ANDREW SULLIVAN, DAILY BEAST: Well, simply because the less government takes, the more individuals have, and individuals are better judges of how to spend their money than government. That's the core basic idea, and I agree with it. It just so happens that when you have this kind of debt and deficits and you rule out any revenue increases, you make your cuts so much more Draconian. I mean, in England, where the Tories are really doing a real austerity spending cut package, they also have tax increases.

MATTHEWS: So they’re balancing it out.

SULLIVAN: They had an increase in sales tax. They kept the top rate at 50 percent. These are people cutting more deeply than Thatcher. For the Republicans to move the entire question of taxes off the table is a non-starter I think for most people.

MATTHEWS: You know, one of the things we talk about is the fact that a lot of the rich, as you would probably point out, you have the numbers that a lot of the rich pay a lot of the taxes, they do pay a bigger share. But we also see studies, Norah, that there's a big gap growing in this country. Everybody knows about it. The very wealthy are doing incredibly well, the zillionaires and below that level, really well, and the poor people are getting pushed down, pushed down, pushed down. Isn't that a case where a higher rate for people who make big money?

Okay, so let's really understand the depths of the stupidity on display here.

As a result of the Bush tax cuts, the percentage of people paying no federal income tax has skyrocketed. As Matthews said earlier, these are largely poor people, although some are in the lower-middle as far as wages.

Despite what the Left have been saying for almost ten years, these cuts were a good thing for the bottom half of the income ladder in our nation. If they didn't also change the income disparity, the logical conclusion is that tax rates aren't the cause of such disparity.

As such, raising taxes on the rich not only won't increase the income of the bottom half of the population, but also since the $700 billion this will generate in the next ten years represents only seven percent of the projected deficits, it's likely taxes will have to be raised on everyone thereby further harming the less fortunate.

Enter NBC News's Norah O'Donnell stage left: 

NORAH O’DONNELL, NBC NEWS: Yes, and America is drowning in debt, and everybody gets that. The key question now is not just cutting spending, because even Paul Ryan’s austere budget will not balance the budget until 2040. There has to be another part of this. 70 percent of Americans, in the NBC News/Wall Street Journal poll, support raising taxes for people above $250,000. The numbers’ almost exactly the same among independents.

MATTHEWS: Why doesn't Congress just do it? You cover it.

O’DONNELL: So, the point is this: the President can propose doing that, and he can get, it is a politically popular move for the President to do that among independents. He can propose that. It would also take a big chunk of the deficit.
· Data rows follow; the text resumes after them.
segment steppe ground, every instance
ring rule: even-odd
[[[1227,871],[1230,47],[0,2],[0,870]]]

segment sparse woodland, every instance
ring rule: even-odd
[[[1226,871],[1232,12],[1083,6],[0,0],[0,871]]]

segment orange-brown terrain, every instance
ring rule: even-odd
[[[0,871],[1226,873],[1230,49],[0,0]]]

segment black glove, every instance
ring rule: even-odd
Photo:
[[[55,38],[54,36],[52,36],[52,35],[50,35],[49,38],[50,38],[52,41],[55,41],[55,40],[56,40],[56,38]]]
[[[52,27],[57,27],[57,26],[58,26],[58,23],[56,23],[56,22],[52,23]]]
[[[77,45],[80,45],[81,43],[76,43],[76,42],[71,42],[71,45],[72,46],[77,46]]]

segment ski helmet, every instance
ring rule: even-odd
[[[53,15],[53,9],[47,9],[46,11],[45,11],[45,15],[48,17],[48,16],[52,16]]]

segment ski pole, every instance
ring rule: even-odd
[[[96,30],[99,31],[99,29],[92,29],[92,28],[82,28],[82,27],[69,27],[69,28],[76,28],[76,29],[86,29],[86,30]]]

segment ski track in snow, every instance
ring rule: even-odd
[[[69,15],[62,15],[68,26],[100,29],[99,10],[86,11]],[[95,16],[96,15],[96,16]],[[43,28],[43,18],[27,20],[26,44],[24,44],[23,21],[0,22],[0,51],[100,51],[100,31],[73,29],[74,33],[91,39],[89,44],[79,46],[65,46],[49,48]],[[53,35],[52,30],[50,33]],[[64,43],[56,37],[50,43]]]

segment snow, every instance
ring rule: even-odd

If you like let all of the Bush tax cuts expire, which include some for the middle class, you would wipe out our debt, three-quarters of our debt in five years.

Obviously she meant deficit, but as NewsBusters reported Saturday, this appears to be a myth first offered by David Leonhardt of the New York Times Wednesday which like a virus then went to HBO's Bill Maher and now O'Donnell. Even if you used the liberal Brookings Institutions' estimate that the Bush tax cuts "cost" $400 billion a year, reimplementing them would at best cut the deficit by 25 percent.

It seems O'Donnell is a arithmetically-challenged as Leonhardt and Maher.

But that's not even the biggest point, for it's clear to even her that the modest amount of revenue you get by going after only the so-called rich is a drop in the bucket, and that the next step is going to be to eliminate all of the Bush tax cuts which will have a far more negative impact on the bottom half of the nation not currently paying taxes than those people Obama, the Democrats, and his media minions despise.

We can only hope that Americans across the fruited plain will see through this charade before November 2012.